A weak Harnack inequality for fractional evolution equations with discontinuous coefficients

TL;DR

This paper establishes a weak Harnack inequality for nonnegative solutions of linear time fractional diffusion equations with discontinuous coefficients, enabling further results like maximum principles and solution regularity.

Contribution

It introduces a novel weak Harnack inequality for fractional diffusion equations with minimal coefficient regularity, using new a priori estimates and avoiding complex BMO techniques.

Findings

Proved a weak Harnack inequality with optimal critical exponent.

Established the strong maximum principle for fractional diffusion.

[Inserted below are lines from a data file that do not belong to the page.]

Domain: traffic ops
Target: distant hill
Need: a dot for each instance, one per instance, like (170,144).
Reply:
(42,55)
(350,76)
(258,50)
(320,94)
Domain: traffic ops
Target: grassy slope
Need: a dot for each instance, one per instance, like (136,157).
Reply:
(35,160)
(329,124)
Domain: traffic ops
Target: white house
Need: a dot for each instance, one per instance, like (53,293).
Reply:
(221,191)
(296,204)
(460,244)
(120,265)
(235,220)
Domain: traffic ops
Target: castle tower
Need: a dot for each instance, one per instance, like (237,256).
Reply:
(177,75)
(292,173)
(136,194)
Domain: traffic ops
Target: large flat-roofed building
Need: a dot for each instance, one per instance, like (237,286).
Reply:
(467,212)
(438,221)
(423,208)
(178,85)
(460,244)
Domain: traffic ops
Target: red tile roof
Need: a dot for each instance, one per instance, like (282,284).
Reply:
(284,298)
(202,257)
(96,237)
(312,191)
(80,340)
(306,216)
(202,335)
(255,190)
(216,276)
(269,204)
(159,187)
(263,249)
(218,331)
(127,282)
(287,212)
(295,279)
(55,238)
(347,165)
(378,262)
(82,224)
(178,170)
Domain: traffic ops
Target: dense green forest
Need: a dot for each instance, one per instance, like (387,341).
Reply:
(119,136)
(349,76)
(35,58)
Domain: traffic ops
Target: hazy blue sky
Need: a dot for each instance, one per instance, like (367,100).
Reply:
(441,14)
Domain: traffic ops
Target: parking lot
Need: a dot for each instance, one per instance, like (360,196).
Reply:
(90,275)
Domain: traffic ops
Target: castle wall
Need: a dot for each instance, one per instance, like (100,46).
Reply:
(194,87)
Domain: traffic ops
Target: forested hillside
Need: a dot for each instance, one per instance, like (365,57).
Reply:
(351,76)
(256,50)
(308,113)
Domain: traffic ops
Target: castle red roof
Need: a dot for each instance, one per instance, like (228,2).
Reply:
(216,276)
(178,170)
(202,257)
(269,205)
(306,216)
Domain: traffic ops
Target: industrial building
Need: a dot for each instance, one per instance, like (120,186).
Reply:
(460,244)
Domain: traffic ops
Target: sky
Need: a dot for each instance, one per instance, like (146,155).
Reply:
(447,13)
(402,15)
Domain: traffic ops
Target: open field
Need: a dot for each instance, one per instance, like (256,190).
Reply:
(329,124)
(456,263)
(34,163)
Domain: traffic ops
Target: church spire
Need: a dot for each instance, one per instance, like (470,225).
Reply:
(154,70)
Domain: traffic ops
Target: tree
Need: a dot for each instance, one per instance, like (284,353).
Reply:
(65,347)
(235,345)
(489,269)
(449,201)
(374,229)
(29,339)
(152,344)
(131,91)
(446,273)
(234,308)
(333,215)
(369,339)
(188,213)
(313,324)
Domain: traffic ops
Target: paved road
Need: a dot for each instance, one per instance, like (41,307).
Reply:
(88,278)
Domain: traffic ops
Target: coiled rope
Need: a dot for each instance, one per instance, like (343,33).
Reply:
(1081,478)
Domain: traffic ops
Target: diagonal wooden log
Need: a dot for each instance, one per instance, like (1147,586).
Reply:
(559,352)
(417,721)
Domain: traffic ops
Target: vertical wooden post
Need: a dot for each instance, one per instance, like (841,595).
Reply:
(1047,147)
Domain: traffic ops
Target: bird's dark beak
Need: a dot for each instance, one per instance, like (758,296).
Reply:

Demonstrated continuity of solutions at initial time t=0.

Abstract

We study linear time fractional diffusion equations in divergence form of time order less than one. It is merely assumed that the coefficients are measurable and bounded, and that they satisfy a uniform parabolicity condition. As the main result we establish for nonnegative weak supersolutions of such problems a weak Harnack inequality with optimal critical exponent. The proof relies on new a priori estimates for time fractional problems and uses Moser's iteration technique and an abstract lemma of Bombieri and Giusti, the latter allowing to avoid the rather technically involved approach via BMO. As applications of the weak Harnack inequality we establish the strong maximum principle, continuity of weak solutions at t = 0, and a Liouville type theorem.